This wave of analyses crested with The New York Times’ special section devoted entirely to 9/11, “The Reckoning: America and the World A Decade After 9/11,” which circulated in New York on September 10, with pieces on the families of victims, the memorial site, the wars that followed, and the economic cost of the tragedy and the Global War on Terror that followed in its wake. The front-page story filed by Robert McFadden on the afternoon of September 11, “On 9/11, Vows of Remembrance,” served as a capstone on the memorialization that had preoccupied the nation in these weeks. Using a different meteorological metaphor, the article noted that the many forms of commemoration in the weeks leading up to and including the day had steadily grown into an “ avalanche of introspection and analyses unrivaled since the turn of the millennium.”

Introspection is an interesting choice of words. It correctly observes but does not criticize the tendency of these commemorations to adopt an inward gaze in which the nation reflected on its own tragedy.

Most of this “reckoning” failed to fully account for the historical and international dimensions of 9/11. As the current commemorative impulse recedes into the past, the impact of U.S. foreign policy in many of the world’s trouble spots has been increasingly erased from the record.

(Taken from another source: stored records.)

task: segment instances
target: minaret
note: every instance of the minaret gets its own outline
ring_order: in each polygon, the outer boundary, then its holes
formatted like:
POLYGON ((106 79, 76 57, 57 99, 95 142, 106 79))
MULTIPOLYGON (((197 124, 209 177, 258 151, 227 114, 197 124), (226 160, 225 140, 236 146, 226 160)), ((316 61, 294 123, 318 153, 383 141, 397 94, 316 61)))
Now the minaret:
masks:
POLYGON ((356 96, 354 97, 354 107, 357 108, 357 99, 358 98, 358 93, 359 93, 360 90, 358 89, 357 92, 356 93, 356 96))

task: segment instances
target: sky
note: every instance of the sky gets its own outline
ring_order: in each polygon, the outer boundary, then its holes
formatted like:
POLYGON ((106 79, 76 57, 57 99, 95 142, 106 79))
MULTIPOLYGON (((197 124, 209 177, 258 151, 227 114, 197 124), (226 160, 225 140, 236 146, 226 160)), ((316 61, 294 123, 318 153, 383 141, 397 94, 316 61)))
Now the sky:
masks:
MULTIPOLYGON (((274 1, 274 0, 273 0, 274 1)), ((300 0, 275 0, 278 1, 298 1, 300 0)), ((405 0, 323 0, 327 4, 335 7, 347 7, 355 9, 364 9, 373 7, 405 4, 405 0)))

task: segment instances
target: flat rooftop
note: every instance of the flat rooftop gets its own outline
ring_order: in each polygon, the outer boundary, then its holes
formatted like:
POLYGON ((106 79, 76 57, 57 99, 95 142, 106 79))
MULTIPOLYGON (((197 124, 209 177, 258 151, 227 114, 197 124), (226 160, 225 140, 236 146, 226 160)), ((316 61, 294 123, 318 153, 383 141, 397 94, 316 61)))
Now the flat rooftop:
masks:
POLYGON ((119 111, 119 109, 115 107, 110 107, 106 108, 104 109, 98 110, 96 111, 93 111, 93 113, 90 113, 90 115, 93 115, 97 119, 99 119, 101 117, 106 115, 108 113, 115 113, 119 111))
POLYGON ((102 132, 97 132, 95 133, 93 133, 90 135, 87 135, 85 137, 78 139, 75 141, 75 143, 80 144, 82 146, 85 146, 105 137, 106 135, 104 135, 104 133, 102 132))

The World: Ten Years and One Day Later

In his 2010 book, The American Way of War, Tom Engelhardt begins his analysis of the media coverage of 9/11 with a survey of The New York Times one day before the two planes struck the World Trade Center. An op-ed about the statistical chance of getting attacked by a shark stands in sharp contrast to the news of the following day, when apocalyptic images of terrorist attacks began to dominate the nation’s fears. As Engelhardt shows, we can learn a lot about the impact of 9/11 by studying the national mood in the preceding days and weeks, before the event took hold of the national psyche.

A similar, though converse logic could be applied to understanding the national mood ten years after 9/11. Though so much commentary was dedicated to the lead-up to the anniversary, there is much to learn from the subsequent days and weeks, as the formal reckoning fades from view and we are left with a more everyday sense of what is and isn’t remembered ten years after 9/11. 

Coverage of the memorial service at Ground Zero was still the lead feature on September 12, 2011, a special tribute to those who died that day before their names and faces inevitably recede from the front page and from the headlines altogether.

But already, by September 12, news of the world beyond U.S. borders was devoid of direct references to 9/11. There was a story about the lingering effects of the tsunami in Japan, a report on China’s sale of $200 million worth of weapons to Gaddafi in Libya, coverage of the transitional government’s crackdown on Al Jazeera in Egypt, a story about gunmen attacking British tourists in Somalia, an analysis of popular support for enhanced security measures in Guatemala, and an examination of fiscal crisis in Palestine.